Erst mal Locker bleiben 
*Kontaktformular* klick mich

schon genutzt ? es kann ja nicht jeder sofort Antworten 
Bei WebOfTrust wird diese Seite als sehr vertrauenswürdig eingestuft
sexy-konsole.de | WOT Reputation Scorecard | WOT Web of Trust


----------



## darkfabel (10. Februar 2010)

*AW: Onlineshop sexy-konsole (WAS SOLL ICH MACHEN ?)*

habe ich schon genutzt !


----------



## schrubby67 (10. Februar 2010)

*AW: Onlineshop sexy-konsole (WAS SOLL ICH MACHEN ?)*

Ja , du hast die ware heute erhalten und hast ihn heute die email geschrieben  gib dem händler doch mal zeit zu reagieren, warte doch mal einen tag ab ........  wie hoch war der kaufpreis ? über 40 EURO ?


----------



## dot (10. Februar 2010)

*AW: Onlineshop sexy-konsole (WAS SOLL ICH MACHEN ?)*

Eine Antwort wuerde ich innerhalb von 1-3 Tagen als angemessen ansehen.
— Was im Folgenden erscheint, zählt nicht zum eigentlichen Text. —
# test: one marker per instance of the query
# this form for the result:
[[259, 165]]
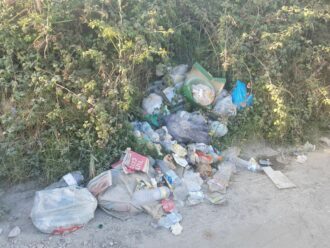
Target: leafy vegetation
[[72, 72]]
Andernfalls morgen mal waehrend den normalen Geschaeftszeiten anrufen. Wenn du es ganz stumpf machen moechtest, einfach den ganzen Kram unfrei zurueck an die in den "Allgemeine Geschäftsbedingungen" genannte Adresse


----------



## schrubby67 (10. Februar 2010)

*AW: Onlineshop sexy-konsole (WAS SOLL ICH MACHEN ?)*



dot schrieb:


> Eine Antwort wuerde ich innerhalb von 1-3 Tagen als angemessen ansehen. Andernfalls morgen mal waehrend den normalen Geschaeftszeiten anrufen. Wenn du es ganz stumpf machen moechtest, einfach den ganzen Kram unfrei zurueck an die in den "Allgemeine Geschäftsbedingungen" genannte Adresse


 

das geht aber nur ab 40 Euro *Warenwert*..


----------



## Herbboy (10. Februar 2010)

*AW: Onlineshop sexy-konsole (WAS SOLL ICH MACHEN ?)*

Direkt Anwalt wäre Quatsch - der Shop hat ja was geliefert, nur falsch - is also nicht so, dass der dich abzocken wollte. Aber wenn die sich nicht melden, dann vom Widerrufsrechts gebraucht machen - je nach Warenwert kriegst Du dann alles inkl. Porto erstattet, unter 40€ halt nur den Warenwert, kein Porto.


----------



## dot (10. Februar 2010)

*AW: Onlineshop sexy-konsole (WAS SOLL ICH MACHEN ?)*



schrubby67 schrieb:


> das geht aber nur ab 40 Euro *Warenwert*..



Warum sollte es? Hier geht es ganz klar, jedenfalls laesst es der Threadersteller so aussehen, um eine Falschlieferung. Der Haendler ist verpflichtet zum Nachbessern. Da in Deutschland ein RMA Verfahren fuer die Abwicklung eher ungewohenlich ist, koennte man es auch mit dem entsprechenden Vermerk einfach zuruecksenden. 
Ich wuerde dennoch vorher erst einmal die Antwort vom Haendler abwarten.


----------



## darkfabel (10. Februar 2010)

habe dort dauer klingeln gemacht beim telefon dann ging wer drann warum ich immer zu anrufen würde, ich habe es ihm gesagt und dann hat er sich entschultig ich sollte ihm meine kontodaten geben er überweisst mir das porto geld und bessert alles aus.

ca. 15 mal probiert erst freizeichen und dann besetzt


----------



## MARIIIO (11. Februar 2010)

Da hat aber jemand überreagiert...


----------